Common code used by every processes in Bio Pipelines

These details have not been verified by PyPI

Project description

Introduction

Provide :

A base set of tools and classes to implement BioInfo algorithms
Execution context, using the ngs-run script

Installation

Add the CodeArtifact repository to your pyproject.toml

[[tool.poetry.source]]
name = "codeartifact"
url = "https://pdx-platform-224016688692.d.codeartifact.eu-west-1.amazonaws.com/pypi/pdx-python-libs/simple/"
secondary = true

Then authenticate your local environment to CodeArtifact

export CODEARTIFACT_AUTH_TOKEN=$(aws codeartifact get-authorization-token --domain pdx-platform --query authorizationToken --output text --profile ADX_DEV)
poetry config http-basic.codeartifact aws $CODEARTIFACT_AUTH_TOKEN

Note : The token acquired with AWS is a temporary one. Each time you want to download new packages from the CodeArtifact repository, you may have to re-do the authentication process.

Then, simply add the library to your poetry dependencies.

poetry add ngs-pipeline-lib --source codeartifact

Update

To update to a newer version of the library :

poetry update ngs-pipeline-lib

You may need to update your version constraint in the pyproject.toml file

Getting started

Once the library has been installed in your project, you can implement your algorithms by extending the Algorithm class.

If you want to add specific inputs to your Algorithm, extend BaseInputs (which is a Pydantic Model) and use it as the inputs Type.
In order to adds outputs, extend BaseOutputs and set the outputs_class class attribute of your algorithm as this class.
If you have specific inputs or outputs classes, you should also provide them to Algorithm when subclassing it.

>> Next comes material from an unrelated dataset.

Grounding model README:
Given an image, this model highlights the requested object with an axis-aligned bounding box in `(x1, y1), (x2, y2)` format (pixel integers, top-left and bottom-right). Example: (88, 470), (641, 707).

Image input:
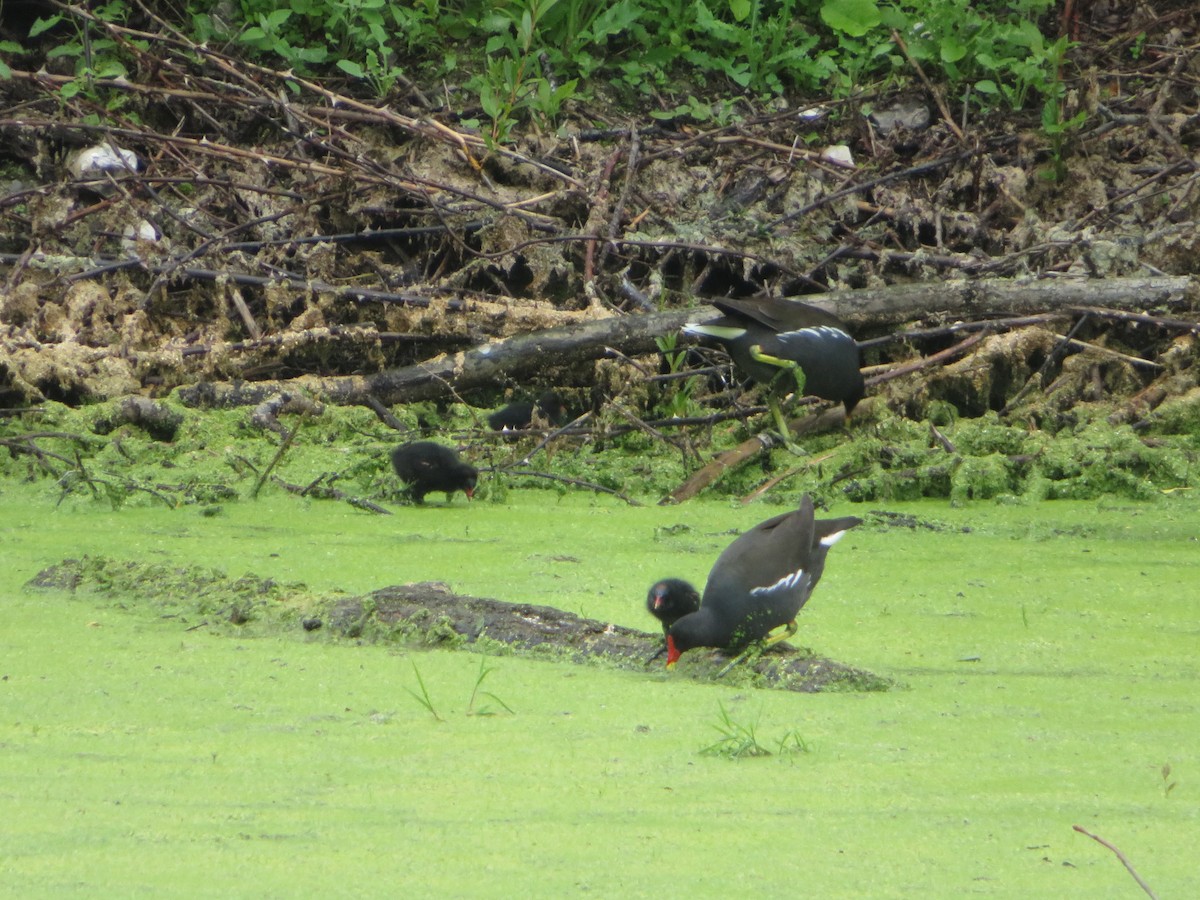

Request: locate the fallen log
(178, 276), (1196, 406)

You place them between brackets as shown below, this will help your IDE undestand what kind of object it is dealing with, thus improving the autocompletion and the tooltips.

from pydantic import Field

from ngs_pipeline_lib.base.algorithm import Algorithm
from ngs_pipeline_lib.base.inputs import BaseInputs
from ngs_pipeline_lib.base.file import JsonFile
from ngs_pipeline_lib.base.outputs import BaseOutputs

class YourInputs(BaseInputs):
  your_input: str = Field(description="Description")


class YourOutputs(BaseOutputs):
  
  def __init__(self):
        super().__init__()
        self.my_own_output = JsonFile(name="my_json_file")

class YourAlgorithm(Algorithm[YourInputs, YourOutputs]):

    outputs_class = YourOutputs

    def execute_stub(self):
        ...

    def execute_implementation(self):
        print(self.inputs.your_input)
        ...

Enable CLI Mode

To allow your Algorithm to be executed through a CLI, you must write a file cli.py in your src folder.

Example

from ngs_pipeline_lib.cli import cli

from .DemoAlgorithm import DemoAlgorithm, DemoInputs


@cli.command(name="Demo")
def run_cli(args: DemoInputs):
    """Demo Algorithm to demonstrate a basic implementation"""
    algorithm = DemoAlgorithm(args)
    algorithm.execute()

Note : the method name is not important, you can use whatever you want.

Then, you can call your Algorithm with the following command

poetry run ngs-run --sample-id 1 --text-file.path data/some_text_file.txt

If you want to only create the stub output file, add the --stub parameter.

Enable API Mode

To allow your Algorithm to be executed through an API, you must write a file api.py in your src folder.

Example

from ngs_pipeline_lib.api import app

from .DemoAlgorithm import DemoAlgorithm, DemoInputs


@app.post("/")
async def run_api(args: DemoInputs):
    algorithm = DemoAlgorithm(args)
    algorithm.execute()
    return algorithm.outputs._outputs.content

Note : the method name is not important, you can use whatever you want.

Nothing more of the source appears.